2004-02-18  |     | 



The summary of this short novel can sounds like that: Amy Tan is a daughter of a Chinese emigrant, whose dream was coming to America, to escape the poverty and provide a better life for her daughter. The daughter, Amy Tan, becomes a writer, and now she’s describing her relation with her roots and heritage, through the language she’s speaking now, which is English. As a writer, the language is the creative tool. So, the way she’s using the language is fundamental. She’s sharing with us her story, how she gets to use the language in the way she is, and how did her mother’s imperfect English affected her.
The story is very meaningful and very universal, in my opinion. Because is not just about the language itself, but also about relationship with parents, with the cultural background and heritage. It is about leaving your home country and living abroad, and how to still keep the roots. It is about changing, but keeping, at the same time. It is about struggling and confrontation with a hostile (sometimes) environment. It is also about the generation gap, about being ashamed, at some point, of your parents, because they aren’t good enough for your status or image. And all those meanings might apply for so many of us. You don’t necessarily have to leave your country to experiment those feelings! It’s enough just to grow professionally and change the way of life! Suddenly, your parent’s house seems small and ugly, they don’t seem as smart as you thought they were supposed to be, they can get less and less of what you are saying, even if you are speaking the same mother language as they always did.
This story is about losing and getting back, in the end. It is about coming home, in a way, after a long absence, and being proud again of what you are and what your heritage is.

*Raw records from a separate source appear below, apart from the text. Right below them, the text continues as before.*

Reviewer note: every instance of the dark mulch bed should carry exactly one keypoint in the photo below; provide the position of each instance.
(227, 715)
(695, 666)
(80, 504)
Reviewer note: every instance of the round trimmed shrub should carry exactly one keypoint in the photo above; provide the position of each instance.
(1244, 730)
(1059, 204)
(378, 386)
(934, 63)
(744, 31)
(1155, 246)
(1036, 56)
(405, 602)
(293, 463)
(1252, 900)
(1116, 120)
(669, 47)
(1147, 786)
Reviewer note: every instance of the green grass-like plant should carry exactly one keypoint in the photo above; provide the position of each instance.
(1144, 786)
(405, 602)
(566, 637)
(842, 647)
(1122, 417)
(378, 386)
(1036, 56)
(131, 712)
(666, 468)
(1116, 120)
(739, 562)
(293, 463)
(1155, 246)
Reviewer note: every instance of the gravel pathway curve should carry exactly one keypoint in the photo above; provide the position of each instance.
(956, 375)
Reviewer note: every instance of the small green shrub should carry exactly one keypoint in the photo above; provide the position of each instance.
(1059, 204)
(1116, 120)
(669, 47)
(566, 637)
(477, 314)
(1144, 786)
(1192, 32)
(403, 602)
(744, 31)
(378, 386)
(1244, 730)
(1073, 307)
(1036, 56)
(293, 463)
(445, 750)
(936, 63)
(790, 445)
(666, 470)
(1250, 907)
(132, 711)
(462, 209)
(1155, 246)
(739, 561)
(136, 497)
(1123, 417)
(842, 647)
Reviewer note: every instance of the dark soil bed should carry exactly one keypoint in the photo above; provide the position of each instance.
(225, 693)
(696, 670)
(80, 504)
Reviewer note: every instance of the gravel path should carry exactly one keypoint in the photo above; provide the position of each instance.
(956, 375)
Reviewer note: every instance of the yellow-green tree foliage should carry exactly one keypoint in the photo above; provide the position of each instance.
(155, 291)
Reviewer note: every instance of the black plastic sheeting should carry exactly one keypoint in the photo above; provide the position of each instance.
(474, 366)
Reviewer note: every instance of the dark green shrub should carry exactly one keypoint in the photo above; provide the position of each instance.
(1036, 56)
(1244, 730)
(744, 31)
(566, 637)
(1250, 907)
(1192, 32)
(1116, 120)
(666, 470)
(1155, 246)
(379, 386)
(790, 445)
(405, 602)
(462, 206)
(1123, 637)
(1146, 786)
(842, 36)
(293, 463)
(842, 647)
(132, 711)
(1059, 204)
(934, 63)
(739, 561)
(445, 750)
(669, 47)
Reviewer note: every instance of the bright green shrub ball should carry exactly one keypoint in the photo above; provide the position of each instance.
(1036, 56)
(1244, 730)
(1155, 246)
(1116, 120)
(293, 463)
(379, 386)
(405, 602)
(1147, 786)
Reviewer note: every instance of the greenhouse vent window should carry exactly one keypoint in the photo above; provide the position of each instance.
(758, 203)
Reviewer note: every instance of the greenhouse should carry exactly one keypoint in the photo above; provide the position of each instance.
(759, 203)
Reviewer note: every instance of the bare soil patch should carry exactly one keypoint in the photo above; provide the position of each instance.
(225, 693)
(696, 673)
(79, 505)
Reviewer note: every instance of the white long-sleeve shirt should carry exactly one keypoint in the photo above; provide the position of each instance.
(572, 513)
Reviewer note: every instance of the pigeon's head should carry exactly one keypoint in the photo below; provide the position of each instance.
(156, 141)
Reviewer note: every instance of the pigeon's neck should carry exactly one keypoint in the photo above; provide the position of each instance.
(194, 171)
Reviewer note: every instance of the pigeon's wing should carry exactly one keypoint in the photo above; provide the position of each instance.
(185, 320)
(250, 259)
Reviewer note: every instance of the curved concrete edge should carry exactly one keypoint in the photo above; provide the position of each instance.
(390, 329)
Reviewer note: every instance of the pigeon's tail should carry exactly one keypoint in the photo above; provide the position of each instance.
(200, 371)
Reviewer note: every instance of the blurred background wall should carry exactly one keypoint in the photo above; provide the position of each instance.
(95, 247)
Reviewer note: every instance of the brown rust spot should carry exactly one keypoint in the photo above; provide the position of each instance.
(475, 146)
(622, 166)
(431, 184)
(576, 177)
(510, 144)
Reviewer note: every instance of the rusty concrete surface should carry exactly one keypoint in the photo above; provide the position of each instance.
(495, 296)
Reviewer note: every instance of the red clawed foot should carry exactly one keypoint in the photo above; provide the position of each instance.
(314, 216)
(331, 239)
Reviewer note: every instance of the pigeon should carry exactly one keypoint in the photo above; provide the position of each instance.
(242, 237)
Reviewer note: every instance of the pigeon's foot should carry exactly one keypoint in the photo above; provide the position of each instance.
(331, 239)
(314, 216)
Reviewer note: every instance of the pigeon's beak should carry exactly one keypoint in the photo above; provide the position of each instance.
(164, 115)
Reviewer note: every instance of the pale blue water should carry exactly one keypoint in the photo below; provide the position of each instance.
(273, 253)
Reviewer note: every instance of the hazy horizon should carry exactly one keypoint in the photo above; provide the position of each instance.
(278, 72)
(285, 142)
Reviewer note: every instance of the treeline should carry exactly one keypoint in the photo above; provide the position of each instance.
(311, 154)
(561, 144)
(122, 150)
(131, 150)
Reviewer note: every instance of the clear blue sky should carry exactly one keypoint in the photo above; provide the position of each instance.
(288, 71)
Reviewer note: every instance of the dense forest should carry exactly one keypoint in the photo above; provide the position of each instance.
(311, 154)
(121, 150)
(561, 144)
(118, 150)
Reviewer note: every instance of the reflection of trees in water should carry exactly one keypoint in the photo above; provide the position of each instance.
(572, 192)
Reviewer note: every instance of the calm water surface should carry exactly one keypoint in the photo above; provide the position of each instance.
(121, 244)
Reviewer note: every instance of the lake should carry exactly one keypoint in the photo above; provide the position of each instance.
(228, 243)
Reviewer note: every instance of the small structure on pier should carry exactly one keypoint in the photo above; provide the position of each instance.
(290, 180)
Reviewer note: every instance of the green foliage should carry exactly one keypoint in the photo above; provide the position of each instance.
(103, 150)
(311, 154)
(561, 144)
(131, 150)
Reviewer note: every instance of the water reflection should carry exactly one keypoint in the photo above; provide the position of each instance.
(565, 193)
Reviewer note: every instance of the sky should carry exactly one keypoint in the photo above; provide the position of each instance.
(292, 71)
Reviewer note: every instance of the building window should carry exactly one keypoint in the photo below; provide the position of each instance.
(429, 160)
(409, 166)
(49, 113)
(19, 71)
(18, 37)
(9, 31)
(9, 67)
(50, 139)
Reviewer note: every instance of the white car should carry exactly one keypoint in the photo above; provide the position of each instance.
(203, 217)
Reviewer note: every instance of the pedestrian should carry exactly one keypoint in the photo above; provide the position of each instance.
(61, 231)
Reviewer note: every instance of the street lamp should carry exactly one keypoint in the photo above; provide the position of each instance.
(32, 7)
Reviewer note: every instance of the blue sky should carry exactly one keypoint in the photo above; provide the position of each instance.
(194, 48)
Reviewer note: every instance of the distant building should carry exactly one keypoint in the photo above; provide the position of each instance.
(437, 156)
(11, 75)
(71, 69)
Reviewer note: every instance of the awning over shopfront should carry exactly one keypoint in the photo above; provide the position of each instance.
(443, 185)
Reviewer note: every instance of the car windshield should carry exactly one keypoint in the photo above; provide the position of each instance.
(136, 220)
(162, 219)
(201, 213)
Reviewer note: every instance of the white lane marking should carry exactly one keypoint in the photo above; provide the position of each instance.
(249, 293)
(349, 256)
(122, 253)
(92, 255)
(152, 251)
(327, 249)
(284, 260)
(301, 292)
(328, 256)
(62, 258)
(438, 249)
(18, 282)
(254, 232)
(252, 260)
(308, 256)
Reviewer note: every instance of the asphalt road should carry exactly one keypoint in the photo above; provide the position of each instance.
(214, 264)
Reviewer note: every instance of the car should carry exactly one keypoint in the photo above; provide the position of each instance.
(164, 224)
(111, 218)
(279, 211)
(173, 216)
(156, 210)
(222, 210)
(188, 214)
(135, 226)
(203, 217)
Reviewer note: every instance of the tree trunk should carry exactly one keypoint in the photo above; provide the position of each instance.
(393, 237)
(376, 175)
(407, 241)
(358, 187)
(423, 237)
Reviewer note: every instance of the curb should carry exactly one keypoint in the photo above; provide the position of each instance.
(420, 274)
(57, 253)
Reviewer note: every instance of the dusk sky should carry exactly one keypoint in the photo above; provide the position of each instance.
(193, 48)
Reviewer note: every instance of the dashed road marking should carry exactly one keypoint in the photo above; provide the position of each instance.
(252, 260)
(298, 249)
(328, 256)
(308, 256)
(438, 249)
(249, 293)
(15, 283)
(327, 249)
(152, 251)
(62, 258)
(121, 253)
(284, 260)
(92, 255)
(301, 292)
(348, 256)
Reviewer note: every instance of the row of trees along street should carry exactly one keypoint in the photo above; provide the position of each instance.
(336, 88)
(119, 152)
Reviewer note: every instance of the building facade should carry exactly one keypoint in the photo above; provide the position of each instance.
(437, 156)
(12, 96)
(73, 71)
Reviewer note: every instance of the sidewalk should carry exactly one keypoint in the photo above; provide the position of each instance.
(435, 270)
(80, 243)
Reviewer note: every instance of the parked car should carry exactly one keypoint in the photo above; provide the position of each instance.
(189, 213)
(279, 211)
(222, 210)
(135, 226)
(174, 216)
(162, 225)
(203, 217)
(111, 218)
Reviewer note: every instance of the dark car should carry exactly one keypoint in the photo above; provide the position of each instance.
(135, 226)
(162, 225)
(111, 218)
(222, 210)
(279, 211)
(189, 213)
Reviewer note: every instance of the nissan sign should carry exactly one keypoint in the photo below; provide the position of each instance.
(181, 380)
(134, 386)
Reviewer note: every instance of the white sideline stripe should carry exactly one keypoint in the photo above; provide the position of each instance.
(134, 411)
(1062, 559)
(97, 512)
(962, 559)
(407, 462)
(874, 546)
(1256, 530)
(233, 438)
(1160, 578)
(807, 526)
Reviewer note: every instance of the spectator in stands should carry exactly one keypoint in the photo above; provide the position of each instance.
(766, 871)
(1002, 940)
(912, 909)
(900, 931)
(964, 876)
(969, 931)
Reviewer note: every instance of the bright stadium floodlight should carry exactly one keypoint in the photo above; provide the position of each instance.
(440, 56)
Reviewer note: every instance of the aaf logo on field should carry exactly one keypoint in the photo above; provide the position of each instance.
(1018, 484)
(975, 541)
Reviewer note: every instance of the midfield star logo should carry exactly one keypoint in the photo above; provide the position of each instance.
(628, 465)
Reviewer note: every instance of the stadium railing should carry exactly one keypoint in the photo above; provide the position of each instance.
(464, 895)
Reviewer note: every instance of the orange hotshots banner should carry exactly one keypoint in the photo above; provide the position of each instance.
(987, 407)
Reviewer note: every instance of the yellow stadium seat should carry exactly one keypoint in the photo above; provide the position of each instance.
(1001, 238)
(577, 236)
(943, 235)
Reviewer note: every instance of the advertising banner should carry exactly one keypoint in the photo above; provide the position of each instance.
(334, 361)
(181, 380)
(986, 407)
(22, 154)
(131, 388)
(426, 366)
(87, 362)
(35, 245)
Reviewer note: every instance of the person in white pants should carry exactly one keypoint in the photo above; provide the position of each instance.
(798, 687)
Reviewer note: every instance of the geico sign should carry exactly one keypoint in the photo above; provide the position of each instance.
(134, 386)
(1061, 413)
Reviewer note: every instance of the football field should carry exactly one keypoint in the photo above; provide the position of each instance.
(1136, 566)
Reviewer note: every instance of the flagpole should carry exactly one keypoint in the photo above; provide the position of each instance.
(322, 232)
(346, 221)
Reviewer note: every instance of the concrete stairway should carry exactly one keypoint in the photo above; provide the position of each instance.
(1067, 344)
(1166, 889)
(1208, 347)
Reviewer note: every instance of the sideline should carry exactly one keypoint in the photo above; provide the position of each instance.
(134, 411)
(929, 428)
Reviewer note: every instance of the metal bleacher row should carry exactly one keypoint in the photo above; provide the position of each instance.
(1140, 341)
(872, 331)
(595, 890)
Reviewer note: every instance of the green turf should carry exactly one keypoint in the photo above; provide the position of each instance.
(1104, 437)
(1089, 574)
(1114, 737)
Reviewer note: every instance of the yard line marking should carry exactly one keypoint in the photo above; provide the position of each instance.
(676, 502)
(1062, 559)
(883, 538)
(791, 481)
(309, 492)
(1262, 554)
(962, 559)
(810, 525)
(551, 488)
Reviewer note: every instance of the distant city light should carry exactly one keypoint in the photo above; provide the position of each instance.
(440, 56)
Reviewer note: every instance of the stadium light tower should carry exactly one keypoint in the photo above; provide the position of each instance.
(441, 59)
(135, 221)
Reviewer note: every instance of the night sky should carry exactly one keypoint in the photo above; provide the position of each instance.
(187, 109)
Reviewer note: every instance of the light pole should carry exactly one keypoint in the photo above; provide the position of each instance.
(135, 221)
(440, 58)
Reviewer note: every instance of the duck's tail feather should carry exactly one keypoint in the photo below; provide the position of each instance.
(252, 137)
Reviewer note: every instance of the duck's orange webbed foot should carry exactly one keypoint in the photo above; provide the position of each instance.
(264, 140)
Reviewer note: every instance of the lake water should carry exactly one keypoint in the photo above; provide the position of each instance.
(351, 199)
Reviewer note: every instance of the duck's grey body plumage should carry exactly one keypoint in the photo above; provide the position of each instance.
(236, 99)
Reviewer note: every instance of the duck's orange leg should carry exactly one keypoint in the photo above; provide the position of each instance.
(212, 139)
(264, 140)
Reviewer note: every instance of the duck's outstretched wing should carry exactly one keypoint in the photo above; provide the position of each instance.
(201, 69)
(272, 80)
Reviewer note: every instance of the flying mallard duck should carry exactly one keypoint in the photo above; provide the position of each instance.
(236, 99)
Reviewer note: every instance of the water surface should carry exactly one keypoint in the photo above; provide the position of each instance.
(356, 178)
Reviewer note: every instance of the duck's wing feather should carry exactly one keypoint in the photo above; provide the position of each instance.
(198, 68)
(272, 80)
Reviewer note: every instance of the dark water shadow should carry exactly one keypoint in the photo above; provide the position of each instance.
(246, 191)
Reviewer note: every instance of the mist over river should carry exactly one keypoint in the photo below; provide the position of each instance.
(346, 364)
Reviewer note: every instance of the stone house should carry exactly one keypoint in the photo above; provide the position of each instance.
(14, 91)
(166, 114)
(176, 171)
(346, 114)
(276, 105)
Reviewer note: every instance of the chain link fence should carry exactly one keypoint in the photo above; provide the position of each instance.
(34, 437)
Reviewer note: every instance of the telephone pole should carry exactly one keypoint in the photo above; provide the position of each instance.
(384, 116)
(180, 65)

At first, when she was a child, Amy Tan was ashamed that her friends couldn’t understand what what her mother was saying. She felt bad also because they said her English is “broken”, “as if it were damaged and needed to be fixed”. She tended to believe at that time, as everybody else around, that “her English reflected the quality of what she had to say”. Because, to express something in a wrong or imperfect way, you must be wrong (imperfect and limited) in your thoughts!
Her mother also teaches her to think in a different manner than the other children in school. This was the reason why she couldn’t react the same way to achievement tests! She grew up with the strong believe (suggested also by the teachers) that Asian students would be much better into engineering, accounting or anything else than an English – based profession.
Only later, she discovers the richness inside that different system of thinking. Fortunately, because she “happens to be rebellious in nature and enjoy the challenge of disproving assumptions”, she starts not only to focus her study into English, but also began to write. And that was the moment she realized how important and meaningful was the fact she was actually able to use different kinds of English language, and start to appreciate her mother heritage for its real potential.
This is the reason she starts writing about her mother: “I wanted to capture what language ability tests can never reveal: her intent, her passion, her imagery, the rhythms of her speech, and the nature of her thoughts”. And she became so much aware about that richness her mother actually gave her, that she decided her first reader and critic should be the mother itself. As she is mentioning in the end of the story: “ I knew I had succeeded where it counted when my mother finished reading my book and gave me her verdict: so easy to read.”
I believe that each of us was Amy Tan, in some point his life. We do carry a hidden treasure inside of us, and sometimes we need to be far away from home, or to be separated from our roots somehow, in order to realize and appreciate what we really have.